One of the most promising and exciting developments set in motion by the high-resolution breakthrough is the exploration of ribosome biogenesis, a vast field as hundreds of factors are involved in ribosome assembly and quality testing. Prior to the introduction of the new detectors, the first cryo-EM results showing assembly intermediates in 40S subunit biogenesis were obtained by the Karbstein lab [73]. Examples of observations and discoveries made in recent high-resolution cryo-EM studies include the assembly pathway of Trypanosomatids [51, 52], large-scale domain motions during maturation of the 60S subunit [74] and evidence [75, 76] supporting the test drive paradigm of ribosome biogenesis [77, 78]. Also worth mentioning in this context is a recent cryo-EM study which elucidates the structure of the earliest precursor of the eukaryotic ribosome, the 90S pre-ribosome [79].

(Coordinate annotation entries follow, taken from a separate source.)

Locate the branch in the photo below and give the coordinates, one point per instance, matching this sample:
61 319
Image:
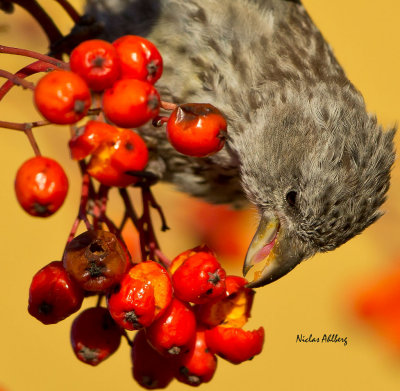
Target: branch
30 53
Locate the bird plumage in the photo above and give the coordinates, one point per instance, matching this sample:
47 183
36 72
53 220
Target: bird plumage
296 123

In conclusion, the past three years have seen an extraordinary development of structural information relevant to the understanding of the mechanism of translation and translational regulation, fueled by the advent of the new detectors in electron microscopy. The fact that cryo-EM reconstructions can depict single molecules in a close-to-native environment and in a spectrum of multiple authentic states gives extra credence to structures derived from them. As a result of the increasing volume of depositions of relevant high-resolution cryo-EM density maps and coordinates derived from them in the public database, the overall pace of research and the potential for gaining new knowledge by interpreting and integrating this information have already picked up dramatically and will do so for some time to come.

Abbreviations

cryo-EM, cryogenic electron microscopy; EF-G, elongation factor G; FRET, fluorescence resonance energy transfer; IRES, internal ribosome entry site; smFRET, single-molecule fluorescence resonance energy transfer.